L’illustration est morte, vive l’illustration!

© DRAWBERTSON
Olivier Van Vaerenbergh
Olivier Van Vaerenbergh Journaliste livres & BD

Après être tombé en désuétude face à l’hégémonie de la photo, le dessin a retrouvé toute sa place auprès des marques et des créateurs. Avec, à sa tête, une nouvelle génération d’auteur(e)s prêt(e)s à sortir les griffes.

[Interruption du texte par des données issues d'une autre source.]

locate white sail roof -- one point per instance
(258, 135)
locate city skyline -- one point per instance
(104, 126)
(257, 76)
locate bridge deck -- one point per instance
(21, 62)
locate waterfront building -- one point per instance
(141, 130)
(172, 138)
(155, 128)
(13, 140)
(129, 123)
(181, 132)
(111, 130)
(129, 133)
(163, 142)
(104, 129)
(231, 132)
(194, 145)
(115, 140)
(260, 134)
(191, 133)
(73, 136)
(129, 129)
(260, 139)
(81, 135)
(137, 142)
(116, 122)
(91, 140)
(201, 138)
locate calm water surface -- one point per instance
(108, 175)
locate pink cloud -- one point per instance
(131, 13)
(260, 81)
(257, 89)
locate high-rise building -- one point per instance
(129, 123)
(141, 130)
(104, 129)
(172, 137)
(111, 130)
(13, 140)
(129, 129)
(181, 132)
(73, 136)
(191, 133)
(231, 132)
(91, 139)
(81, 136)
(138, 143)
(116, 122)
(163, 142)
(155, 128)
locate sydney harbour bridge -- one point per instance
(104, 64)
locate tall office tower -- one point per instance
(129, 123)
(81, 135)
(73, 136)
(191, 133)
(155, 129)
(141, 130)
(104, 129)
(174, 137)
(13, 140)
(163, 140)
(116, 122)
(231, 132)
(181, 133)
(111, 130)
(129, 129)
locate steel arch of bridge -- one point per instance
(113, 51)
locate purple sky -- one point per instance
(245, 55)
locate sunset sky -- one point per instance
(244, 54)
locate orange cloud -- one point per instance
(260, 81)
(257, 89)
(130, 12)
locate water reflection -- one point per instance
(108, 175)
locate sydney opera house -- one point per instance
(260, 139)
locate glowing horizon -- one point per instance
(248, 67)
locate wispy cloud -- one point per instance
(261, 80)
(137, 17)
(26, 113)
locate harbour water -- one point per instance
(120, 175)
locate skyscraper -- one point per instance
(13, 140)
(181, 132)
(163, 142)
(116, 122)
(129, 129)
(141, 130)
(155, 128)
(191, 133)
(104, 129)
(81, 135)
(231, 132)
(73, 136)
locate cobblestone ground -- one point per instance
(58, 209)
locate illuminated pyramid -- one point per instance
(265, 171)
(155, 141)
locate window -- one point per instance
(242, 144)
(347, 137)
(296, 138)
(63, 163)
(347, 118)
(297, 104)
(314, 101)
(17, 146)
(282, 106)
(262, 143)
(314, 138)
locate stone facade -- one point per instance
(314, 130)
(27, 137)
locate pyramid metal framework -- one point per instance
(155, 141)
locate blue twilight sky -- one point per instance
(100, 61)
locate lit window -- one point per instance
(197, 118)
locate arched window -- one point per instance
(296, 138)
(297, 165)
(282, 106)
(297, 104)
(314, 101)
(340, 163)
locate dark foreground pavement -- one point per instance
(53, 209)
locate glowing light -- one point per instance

L’ illustration de mode ?  » Une notion assez floue, quelque chose comme la plus petite unité de l’élégance. L’expression à la fois la plus subtile et la plus complexe de l’ensemble du design, de la tendance, du tissu, de la texture, de l’attitude, de la sociologie…  » Cette définition, la discipline la doit à l’Espagnole Carmen Garcia Huerta, considérée par les éditions Taschen comme l’un des cent meilleurs illustrateurs du monde, toutes tendances confondues. Et une des rares à vivre actuellement pleinement de ses dessins fashion, qu’ils soient chics et commerciaux, au service des plus grandes marques, ou teintés d’imperfection dans ses productions plus personnelles. D’autant qu’aujourd’hui, son métier semble vivre un nouvel âge d’or, les griffes et la presse se disputant ces artistes au trait si parlant. Une renaissance marquée par les réseaux sociaux et les techniques picturales les plus modernes, après des décennies passées sous le règne de la photographie.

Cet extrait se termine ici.